用 t-SNE 将 1536 维向量压缩到 2 维平面，直观检验聚类是否合理—— 同色点（同簇）应该聚拢，不同色点应该分散。

from sklearn.manifold import TSNE
import matplotlib.pyplot as plt
import matplotlib.cm as cm
import numpy as np

def visualize_clusters(
    embeddings: np.ndarray,
    labels: np.ndarray,
    titles: list,
    output_path: str = 'cluster_visualization.png'
):
    """
    t-SNE 降维可视化聚类结果
    """
    print("正在执行 t-SNE 降维（可能需要 1-2 分钟）...")

    # t-SNE 降到 2 维
    tsne = TSNE(
        n_components=2,
        perplexity=min(30, len(embeddings) - 1),
        random_state=42,
        n_iter=1000
    )
    coords_2d = tsne.fit_transform(embeddings)

    # 绘图
    n_clusters = len(set(labels))
    colors = cm.tab20(np.linspace(0, 1, n_clusters))

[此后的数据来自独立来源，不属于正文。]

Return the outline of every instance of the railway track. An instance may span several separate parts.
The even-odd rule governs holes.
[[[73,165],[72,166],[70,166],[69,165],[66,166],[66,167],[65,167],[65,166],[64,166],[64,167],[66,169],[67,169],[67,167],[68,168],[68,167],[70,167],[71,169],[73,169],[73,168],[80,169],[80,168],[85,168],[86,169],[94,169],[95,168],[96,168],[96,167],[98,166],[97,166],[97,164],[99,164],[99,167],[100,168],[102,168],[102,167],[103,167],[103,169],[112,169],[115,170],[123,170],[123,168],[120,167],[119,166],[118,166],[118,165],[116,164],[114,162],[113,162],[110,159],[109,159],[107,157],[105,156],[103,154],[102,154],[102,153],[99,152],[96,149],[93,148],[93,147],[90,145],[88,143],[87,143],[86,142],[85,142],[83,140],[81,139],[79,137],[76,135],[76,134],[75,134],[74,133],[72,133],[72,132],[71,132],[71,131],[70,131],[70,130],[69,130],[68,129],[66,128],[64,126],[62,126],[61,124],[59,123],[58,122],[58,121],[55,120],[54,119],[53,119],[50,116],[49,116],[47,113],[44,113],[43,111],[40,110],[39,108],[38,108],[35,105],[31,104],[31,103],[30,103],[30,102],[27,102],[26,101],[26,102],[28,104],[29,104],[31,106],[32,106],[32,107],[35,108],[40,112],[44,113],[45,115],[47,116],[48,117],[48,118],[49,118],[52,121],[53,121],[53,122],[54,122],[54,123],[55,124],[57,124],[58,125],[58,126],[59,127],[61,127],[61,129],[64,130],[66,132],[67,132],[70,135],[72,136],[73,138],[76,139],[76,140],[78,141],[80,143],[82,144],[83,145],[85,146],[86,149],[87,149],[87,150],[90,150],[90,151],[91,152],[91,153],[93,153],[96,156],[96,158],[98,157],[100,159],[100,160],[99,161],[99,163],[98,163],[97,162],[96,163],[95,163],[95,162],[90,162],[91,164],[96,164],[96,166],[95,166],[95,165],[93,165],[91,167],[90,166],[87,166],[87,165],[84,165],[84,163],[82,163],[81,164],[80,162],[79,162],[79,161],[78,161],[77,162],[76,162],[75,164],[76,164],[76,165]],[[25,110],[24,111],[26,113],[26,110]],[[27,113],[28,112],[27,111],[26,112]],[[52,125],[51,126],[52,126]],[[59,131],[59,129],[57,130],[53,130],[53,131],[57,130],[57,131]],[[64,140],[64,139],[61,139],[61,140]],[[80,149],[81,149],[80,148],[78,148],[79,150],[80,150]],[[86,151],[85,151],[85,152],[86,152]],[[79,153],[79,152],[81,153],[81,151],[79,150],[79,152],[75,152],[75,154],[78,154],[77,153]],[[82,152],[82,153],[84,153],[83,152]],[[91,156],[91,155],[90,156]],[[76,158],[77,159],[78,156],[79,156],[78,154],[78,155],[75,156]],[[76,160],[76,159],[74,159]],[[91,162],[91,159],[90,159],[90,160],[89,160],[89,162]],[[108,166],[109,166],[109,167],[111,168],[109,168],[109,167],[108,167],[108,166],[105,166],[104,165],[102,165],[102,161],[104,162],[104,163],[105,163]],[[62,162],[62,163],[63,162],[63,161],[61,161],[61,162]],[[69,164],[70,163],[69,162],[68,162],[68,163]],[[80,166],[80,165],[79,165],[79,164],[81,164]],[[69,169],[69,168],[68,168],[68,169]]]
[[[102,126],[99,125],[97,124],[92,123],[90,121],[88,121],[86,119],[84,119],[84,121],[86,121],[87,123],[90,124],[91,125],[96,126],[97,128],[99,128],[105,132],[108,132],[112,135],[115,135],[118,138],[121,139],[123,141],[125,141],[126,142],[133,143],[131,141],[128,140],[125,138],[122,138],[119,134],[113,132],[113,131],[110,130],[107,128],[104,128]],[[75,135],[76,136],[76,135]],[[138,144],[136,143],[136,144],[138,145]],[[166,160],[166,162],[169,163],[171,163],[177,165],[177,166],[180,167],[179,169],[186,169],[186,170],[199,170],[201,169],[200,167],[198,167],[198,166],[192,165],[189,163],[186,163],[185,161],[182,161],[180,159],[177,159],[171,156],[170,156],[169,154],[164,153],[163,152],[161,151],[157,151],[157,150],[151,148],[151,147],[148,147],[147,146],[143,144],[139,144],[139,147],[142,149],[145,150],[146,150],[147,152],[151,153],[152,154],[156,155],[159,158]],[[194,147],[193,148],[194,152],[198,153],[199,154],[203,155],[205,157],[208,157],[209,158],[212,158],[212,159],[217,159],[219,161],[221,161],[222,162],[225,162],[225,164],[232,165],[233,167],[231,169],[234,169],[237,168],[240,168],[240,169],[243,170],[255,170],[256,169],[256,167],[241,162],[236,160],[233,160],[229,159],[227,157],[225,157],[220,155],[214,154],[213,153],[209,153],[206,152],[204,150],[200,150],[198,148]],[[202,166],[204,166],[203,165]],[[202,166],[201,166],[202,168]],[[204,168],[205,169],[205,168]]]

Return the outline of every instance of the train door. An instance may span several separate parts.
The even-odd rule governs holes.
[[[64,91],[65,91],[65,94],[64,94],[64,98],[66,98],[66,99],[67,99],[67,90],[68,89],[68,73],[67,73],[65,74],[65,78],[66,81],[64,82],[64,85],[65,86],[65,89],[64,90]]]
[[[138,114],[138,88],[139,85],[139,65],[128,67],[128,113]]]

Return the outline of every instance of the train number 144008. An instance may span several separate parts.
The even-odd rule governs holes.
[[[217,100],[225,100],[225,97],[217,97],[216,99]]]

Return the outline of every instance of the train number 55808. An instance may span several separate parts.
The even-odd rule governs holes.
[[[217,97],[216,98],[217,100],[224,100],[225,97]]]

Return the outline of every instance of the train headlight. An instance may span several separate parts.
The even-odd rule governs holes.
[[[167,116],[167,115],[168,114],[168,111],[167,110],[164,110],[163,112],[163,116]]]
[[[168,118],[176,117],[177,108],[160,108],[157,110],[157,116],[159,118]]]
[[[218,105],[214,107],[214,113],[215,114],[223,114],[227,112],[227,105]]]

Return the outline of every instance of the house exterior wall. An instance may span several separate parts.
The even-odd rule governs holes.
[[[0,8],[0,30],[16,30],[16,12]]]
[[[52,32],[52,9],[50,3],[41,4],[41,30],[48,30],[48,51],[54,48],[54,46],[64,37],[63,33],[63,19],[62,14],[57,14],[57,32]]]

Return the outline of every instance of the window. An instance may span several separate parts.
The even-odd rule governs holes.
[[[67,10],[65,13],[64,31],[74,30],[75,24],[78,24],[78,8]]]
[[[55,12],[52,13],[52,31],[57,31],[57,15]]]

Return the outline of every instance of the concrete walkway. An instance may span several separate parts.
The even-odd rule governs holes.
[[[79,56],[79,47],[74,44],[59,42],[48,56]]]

    fig, ax = plt.subplots(figsize=(12, 8))
    for cid in range(n_clusters):
        mask = labels == cid
        ax.scatter(
            coords_2d[mask, 0], coords_2d[mask, 1],
            c=[colors[cid]], label=f'簇 {cid}（{mask.sum()}条）',
            s=60, alpha=0.8, edgecolors='white', linewidth=0.5
        )

    # 标注前几条新闻标题
    for i, title in enumerate(titles[:20]):
        ax.annotate(
            title[:15] + '...' if len(title) > 15 else title,
            (coords_2d[i, 0], coords_2d[i, 1]),
            fontsize=7, alpha=0.7,
            xytext=(3, 3), textcoords='offset points'
        )

    ax.set_title(f't-SNE 新闻语义聚类可视化（{n_clusters} 个簇，{len(embeddings)} 条）', fontsize=14)
    ax.legend(bbox_to_anchor=(1.02, 1), loc='upper left', fontsize=8)
    plt.tight_layout()
    plt.savefig(output_path, dpi=150, bbox_inches='tight')
    plt.show()
    print(f"可视化图已保存到 {output_path}")

# 执行可视化
visualize_clusters(
    embeddings=embeddings,
    labels=cluster_labels,
    titles=df['title'].tolist()
)

整合为完整 Pipeline

将上述所有步骤组合成一个可复用的函数：

def news_clustering_dedup_pipeline(
    input_file: str,
    output_file: str,
    threshold: float = 0.92,
    use_faiss: bool = True
):
    """
    完整的新闻聚类去重 Pipeline
    """
    # 1. 加载数据
    df = load_news_data(input_file)
    print(f"加载 {len(df)} 条新闻")

    # 2. 生成 Embedding（带缓存）
    cache_file = input_file.replace('.jsonl', '_embeddings.npy')
    if os.path.exists(cache_file):
        embeddings = load_embeddings(cache_file)
    else:
        embeddings = get_embeddings_batch(df['clean_text'].tolist())
        save_embeddings(embeddings, cache_file)

    # 3. 聚类
    k_max = min(30, len(df) // 3)
    optimal_k, _, _ = find_optimal_clusters(embeddings, k_min=2, k_max=k_max)
    _, cluster_labels = run_clustering(embeddings, optimal_k)
    df['cluster'] = cluster_labels

    # 4. 去重
    if use_faiss:
        faiss_index = build_faiss_index(embeddings)
        remove_set = find_duplicates_faiss(embeddings, faiss_index, threshold)
        df_result = df.drop(index=list(remove_set)).reset_index(drop=True)
    else:
        df_result = deduplicate_all_clusters(df, embeddings, threshold)

    # 5. 输出
    df_result.to_json(output_file, orient='records', force_ascii=False, indent=2)
    print(f"结果已写入 {output_file}（{len(df_result)} 条，去重率 {(1-len(df_result)/len(df))*100:.1f}%）")

    # 6. 可视化
    visualize_clusters(embeddings, cluster_labels, df['title'].tolist())

    return df_result

# 运行 pipeline
result_df = news_clustering_dedup_pipeline(
    input_file='news_sample.jsonl',
    output_file='news_deduped.json',
    threshold=0.92
)

常见问题解答

问题	解决方案
API 调用返回 429 限速错误	降低 `BATCH_SIZE`（改为 20-50），或在批次间 `time.sleep(0.5)`；申请更高 API 配额
聚类结果全部在同一个簇	检查文本是否过于相似或过短；尝试只用标题或只用正文；确认数据多样性足够
去重阈值难以确定	从 0.92 开始，随机抽取 30 对被判定为重复的新闻人工校验；用 F1 分数量化调优
t-SNE 运行很慢	数据量大时先用 PCA 降至 50 维再做 t-SNE；或改用更快的 UMAP（`pip install umap-learn`）
想用国产 Embedding 模型	可替换为智谱 BGE-M3、百川 Embedding 等；API 调用接口类似，替换 `model` 参数即可
新增新闻如何增量处理	只对新增新闻生成 Embedding，再用 FAISS 与历史库查询相似度，超阈值则跳过入库

进阶技巧与最佳实践

多模型融合：分别用标题向量和正文向量，最终相似度取加权平均（标题权重 0.6，正文 0.4），能同时捕获主题和细节层面的重复。
时间窗口限制：只在 24 小时内的新闻间做去重，避免跨周期的同主题文章被误删（如每年一度的春节消费报道）。
增量更新：将历史 Embedding 持久化到 FAISS 索引文件（faiss.write_index），新新闻入库前先查询，实现实时去重。
HDBSCAN 替代 KMeans：KMeans 需要预设 k 值；HDBSCAN 是密度聚类，能自动发现簇数和异常点，更适合新闻主题数量动态变化的场景。
MinHash + LSH 预筛选：在语义去重前先做基于字符 n-gram 的 MinHash 预筛，过滤掉明显不同的新闻对，减少 Embedding API 调用量。

本文技术栈总结

完整代码已覆盖从数据预处理到可视化验证的全流程，可在 5 分钟内跑通小样本测试，扩展到万级新闻时只需换用 MiniBatchKMeans + FAISS IVF 索引即可。